Tidak seperti planet-planet tetangga kita, beberapa satelit mereka memiliki banyak air dalam bentuk cair. Satelit Jupiter, Europa, misalnya, diperkirakan memiliki lebih banyak air daripada jumlah keseluruhan air dari semua samudra yang ada di bumi.
Perairan ini - dan semua kehidupan di dalamnya - terlindung dari radiasi luar angkasa dan hujan asteroid karena tertutupo lapisan permukaan es setebal beberapa kilometer.
Penemuan gumpalan air yang menyembur dari dalam satelit Saturnus, Enceladus, dan juga Europa, mengindikasikan bahwa kedua satelit ini mungkin memiliki lapisan interior yang dapat menampung lautan air.
Air ini bukan dihangatkan oleh matahari, melainkan oleh dinamo internal yang dimotori pembusukan radioaktif pada lapisan inti satelit, atau melalui pemanasan gelombang yang dihasilkan oleh daya tarik gravitasi planet yang mereka orbiti.
Sekarang terdapat bukti yang menunjukkan adanya lautan air di beberapa satelit, termasuk Europa, Enceladus, Callisto dan Ganymede.
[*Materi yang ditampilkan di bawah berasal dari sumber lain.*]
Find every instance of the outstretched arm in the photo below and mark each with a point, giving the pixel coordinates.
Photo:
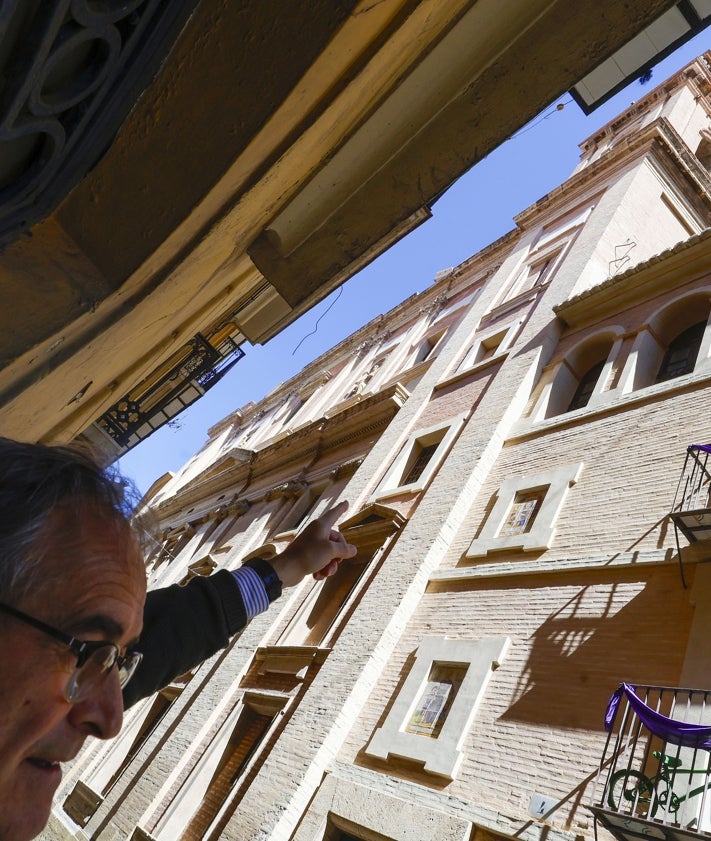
(317, 550)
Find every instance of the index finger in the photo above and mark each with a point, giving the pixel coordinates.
(329, 517)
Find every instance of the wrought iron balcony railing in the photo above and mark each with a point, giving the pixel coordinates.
(655, 773)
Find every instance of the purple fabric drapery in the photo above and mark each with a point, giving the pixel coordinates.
(668, 729)
(705, 448)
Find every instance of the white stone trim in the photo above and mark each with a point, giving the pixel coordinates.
(390, 483)
(441, 755)
(557, 482)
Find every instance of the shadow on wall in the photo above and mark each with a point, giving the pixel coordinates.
(631, 628)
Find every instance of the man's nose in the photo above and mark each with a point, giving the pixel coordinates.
(100, 713)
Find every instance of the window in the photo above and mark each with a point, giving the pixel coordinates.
(418, 460)
(437, 703)
(215, 779)
(585, 388)
(581, 378)
(248, 734)
(525, 512)
(681, 354)
(427, 346)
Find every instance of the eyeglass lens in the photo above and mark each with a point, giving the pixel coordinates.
(99, 663)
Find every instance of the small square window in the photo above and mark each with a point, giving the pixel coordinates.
(418, 460)
(522, 515)
(436, 700)
(435, 706)
(525, 512)
(422, 455)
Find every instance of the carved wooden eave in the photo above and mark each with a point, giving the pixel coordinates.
(659, 139)
(289, 453)
(685, 262)
(251, 180)
(370, 527)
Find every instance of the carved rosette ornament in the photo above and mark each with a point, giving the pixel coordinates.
(72, 70)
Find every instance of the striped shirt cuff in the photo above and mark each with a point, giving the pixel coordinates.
(253, 591)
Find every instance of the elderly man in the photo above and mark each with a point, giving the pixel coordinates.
(72, 598)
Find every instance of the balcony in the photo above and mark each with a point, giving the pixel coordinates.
(691, 509)
(655, 773)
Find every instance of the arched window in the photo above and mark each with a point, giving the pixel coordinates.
(681, 354)
(586, 385)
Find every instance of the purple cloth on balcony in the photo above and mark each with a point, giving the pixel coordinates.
(675, 732)
(705, 448)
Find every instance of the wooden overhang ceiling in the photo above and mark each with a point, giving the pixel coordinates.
(275, 148)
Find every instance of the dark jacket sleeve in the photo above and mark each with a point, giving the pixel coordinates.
(182, 626)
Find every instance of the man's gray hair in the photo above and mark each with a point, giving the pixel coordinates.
(34, 480)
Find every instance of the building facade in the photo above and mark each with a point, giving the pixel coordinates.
(510, 441)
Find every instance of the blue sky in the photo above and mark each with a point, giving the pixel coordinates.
(476, 210)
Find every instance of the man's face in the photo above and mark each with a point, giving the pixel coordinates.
(92, 586)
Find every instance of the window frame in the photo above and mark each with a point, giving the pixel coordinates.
(441, 755)
(391, 483)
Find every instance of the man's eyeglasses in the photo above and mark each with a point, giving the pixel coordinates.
(95, 658)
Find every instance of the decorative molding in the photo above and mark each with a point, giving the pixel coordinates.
(72, 70)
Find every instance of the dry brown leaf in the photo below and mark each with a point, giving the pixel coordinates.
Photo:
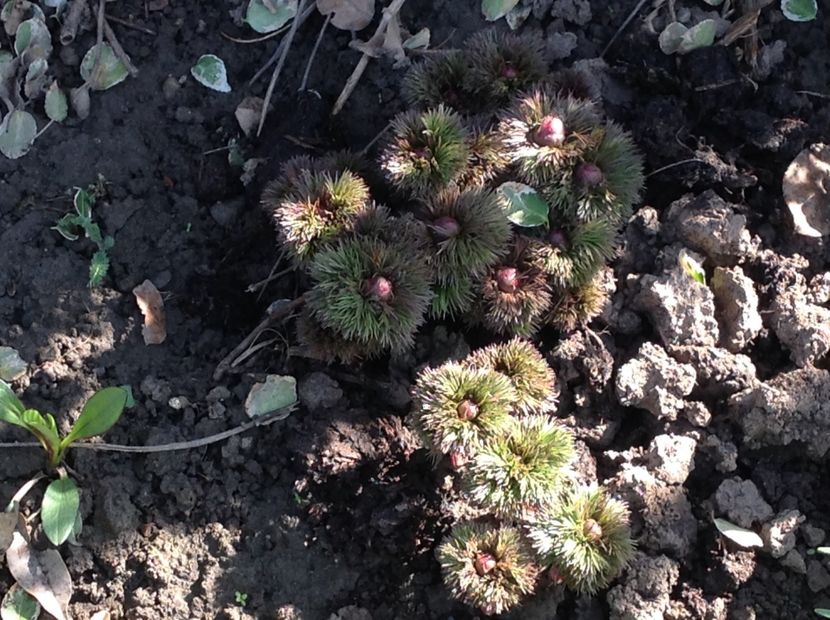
(348, 14)
(807, 191)
(42, 574)
(8, 523)
(248, 112)
(152, 307)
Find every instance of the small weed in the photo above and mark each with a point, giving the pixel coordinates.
(72, 224)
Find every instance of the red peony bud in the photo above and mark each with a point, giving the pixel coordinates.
(550, 132)
(588, 176)
(467, 410)
(592, 530)
(379, 288)
(446, 227)
(457, 459)
(507, 279)
(484, 563)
Salah satu hasil penelitian yang dipublikasikan pada Juni lalu memperkirakan bahwa lautan Enceladus berusia sekitar satu miliar tahun.
Penelitian lain bahkan mengungkapkan usianya mungkin sudah beberapa miliar tahun - waktu yang lebih dari cukup bagi kehidupan untuk berevolusi.
Lautan itu diperkirakan asin dan mengandung natrium klorida layaknya lautan di Bumi, yang merupakan faktor pendukung lain bagi terciptanya kehidupan yang mirip dengan di Bumi.
Selain itu, terdapat kemungkinan adanya pertemuan antara air dan lapisan berbatu di bawah lautan - bahan-bahan utama pencipta reaksi kimiawi yang menarik, yang menurut para ilmuwan mengarah pada asal usul kehidupan di Bumi.
Pesawat ruang angkasa dari misi Cassini milik NASA, misalnya, mendeteksi molekul-molekul dalam gumpalan air Enceladus yang mengisyaratkan adanya lubang hidrotermal di dasar laut satelit.
Lubang serupa juga terdapat di lautan dalam Bumi, tempat magma bertemu dengan air garam dan menghasilkan panas, bahan kimia, dan substrat atau senyawa kimia yang membantu proses kimiawi kompleks.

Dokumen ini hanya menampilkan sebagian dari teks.